The beech trees respond with a leaf-fall on rain-soaked mosses and ferns, where the slime moulds and fungi are stirred into life and sprout mysterious fruit bodies as they devour leaf and wood and enrich the forest floor.
In turn, rainfall becomes enriched and trickles through the forest floor and into the rivers where the benthic fauna feeds on microscopic life and are in turn fed upon as the chain of life continues to the larger fishes and animals who are the top predators.
Predation takes places in all forms of life.
It is how nature works. It becomes most obvious to the angler when somnolent streams come to life, and fish start jumping and mayflies hatch and anglers grow twitchy with the desire to predate.
Now is a great time to go fishing.
The covid pandemic has cut foreign tourism to zero, but they will return and there is some talk of encouraging even larger numbers than in pre-pandemic days when wandering foreigners polluted our holiday parks and freedom campers turned roadside carparks into open toilets.
Covid has given the natural world a rest.
Before the pandemic hit, angling on many of our highest producing rivers became competitive – a race between tourist anglers and accompanying guides and locals.
Fish in many of the smaller streams were and still are sensitive to disturbance.
A stream like the Awarua, also known as Larry’s Creek, a tributary of the Inangahua, suffered heavy attention because of the large fish it contained.
If you arrived mid-morning on any day of the week you would be too late.
Fish would be put down in every pool as catch and release tourists, not content with catching one fish and departing for other waters, would fish pool to pool, releasing traumatised fish, that would not take a fly for hours, if not for a day or more.
Even some hard to get to streams like the Nina, where its beautiful pools hold fish in almost magical settings became scenes of competitive access for locals and tourists.
The Mataura, probably the most productive fishery in the country, was on the tourist's angler’s trail, and while local economies welcomed the money they spent, local anglers mourned the loss of the lifestyle they used to know.

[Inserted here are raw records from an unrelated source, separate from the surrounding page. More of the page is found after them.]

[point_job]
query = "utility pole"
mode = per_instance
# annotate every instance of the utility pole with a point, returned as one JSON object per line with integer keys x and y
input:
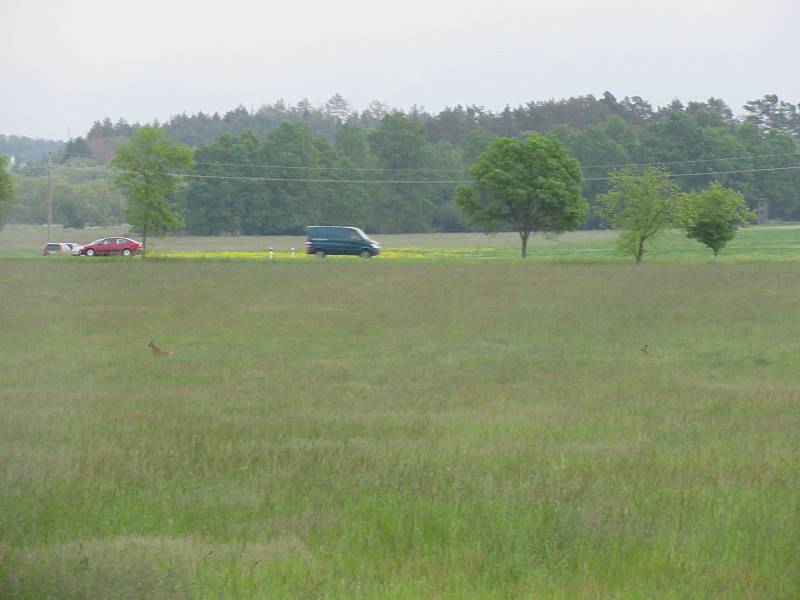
{"x": 49, "y": 196}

Now, tourists have departed and with pressure released, the rivers are once more accessible. All it takes is the energy to get there.
In the North Island, summer angling has been affected by drought.
Hawke’s Bay rivers have been low and weed growth so heavy that angling has become difficult, if not impossible.
The Manawatu system and the Ruamahanga in the Wairarapa were still productive in their upper reaches but became sludgy where they reached the lowlands.
Landowners who stopped public access so they could sell fishing rights to tourists are doing it tough, but they get no sympathy from citizen anglers.
Angler access in the North Island is becoming a political football and someone has to take the bull by the horns and renew citizen rights to the countryside.
In some respects, the British have more and better rights to roam their countryside than we do in New Zealand.
The difference is that in this country trout are a public resource, not a private one.
As autumn weather cools the rivers and lakes, and oxygen levels rise, insect populations come to life and trout have to feed heavily to gain condition before spawning and to survive the onslaught of winter.
The eating qualities of summer fish may deteriorate to the point of tastelessness.
Brown trout especially lose fat and flavour, eventually becoming muddy-tasting and thoroughly unpleasant.
But feasting on mayflies, caddis, stoneflies, crayfish and juicy terrestrials will have them putting on condition and fat and flavour.
May and June are the main spawning months and sensitive sections of all waters will be closed.
As freshes run through the rivers and into the sea, some sea-run fish will come back to inland reaches to spawn.
They will be larger fish in fine fettle, and their sojourn at sea will have made them well able to look after themselves.
The lower reaches of our larger rivers will hold these fish until they are able to navigate upstream to good spawning water.
It is here that spin fishing for big fish comes into its own.
Even smaller rivers like the Hutt and the even smaller streams that run into Porirua Harbour can hold some big fish intent on spawning.
It takes intense observation to spot the opportunities, but it will be time well spent when the rewards are in the net.